Strictly Come Dancing winner Harry Judd has been convicted and fined for using his phone while at the wheel, in the latest case of a celebrity driver being caught out by a cyclist for illegal driving.
The 37-year-old musician was in an Audi in Kensington when he was filmed deep in conversation while holding his phone in his right hand. Judd, the drummer in pop-rock band McFly, appeared to notice the cyclist pulling alongside his car, but continued to talk on the phone while steering the sports car with his other hand.

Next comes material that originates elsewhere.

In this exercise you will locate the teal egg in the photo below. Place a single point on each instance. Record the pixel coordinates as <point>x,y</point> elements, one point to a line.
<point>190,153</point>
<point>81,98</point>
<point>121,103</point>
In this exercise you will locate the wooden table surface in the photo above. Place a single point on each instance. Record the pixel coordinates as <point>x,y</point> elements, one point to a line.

The cyclist — who regularly films drivers who break the road rules — commented as Judd drove away: “Well he saw me — most people drop it like a hot potato… but not you.”
When written to by the Metropolitan Police, Judd admitted it was him in the footage and pleaded guilty to a charge of using a hand-held mobile device while driving a vehicle. He was sentenced by a magistrate to six penalty points, a £220 fine, £100 costs and an £85 victim surcharge.
Judd, who won the 2011 series of Strictly with Aliona Vilani, joins the list of famous people who have been caught out by the growing number of cyclists who monitor drivers in London.
Film director Guy Ritchie was caught out texting at the wheel by cyclist Mike van Erp, who also filmed former champion boxer Chris Eubank breaking the traffic laws by running a red light.
Mr van Erp is among the cyclists who routinely film their journeys and sometimes pass on to the police videos of drivers breaking the law, to form the centrepieces of prosecutions.
Judd was caught by a cyclist who posts videos online under the name MrClifCam at about 1pm on January 21. “I was cycling along the A4 when I saw the driver using a mobile phone,” he told Bromley magistrates’ court.
In a clip the drummer is seen driving on the A4 near the slip road for the Earl’s Court Road junction.
A Met Police officer told the court Judd was first sent a fixed penalty notice over the incident, but he had “failed to fulfil the requirements of the fixed penalty by failing to surrender their licence. The matter was therefore referred to the prosecution unit for a single justice notice to be issued”, he said.
Judd pleaded guilty in the single justice procedure online, and offered no mitigation.
He was given 28 days to settle the fine. The court case was dealt with entirely based on written evidence and in a behind-closed-doors hearing. It is not known if the magistrate viewed the footage of the offence.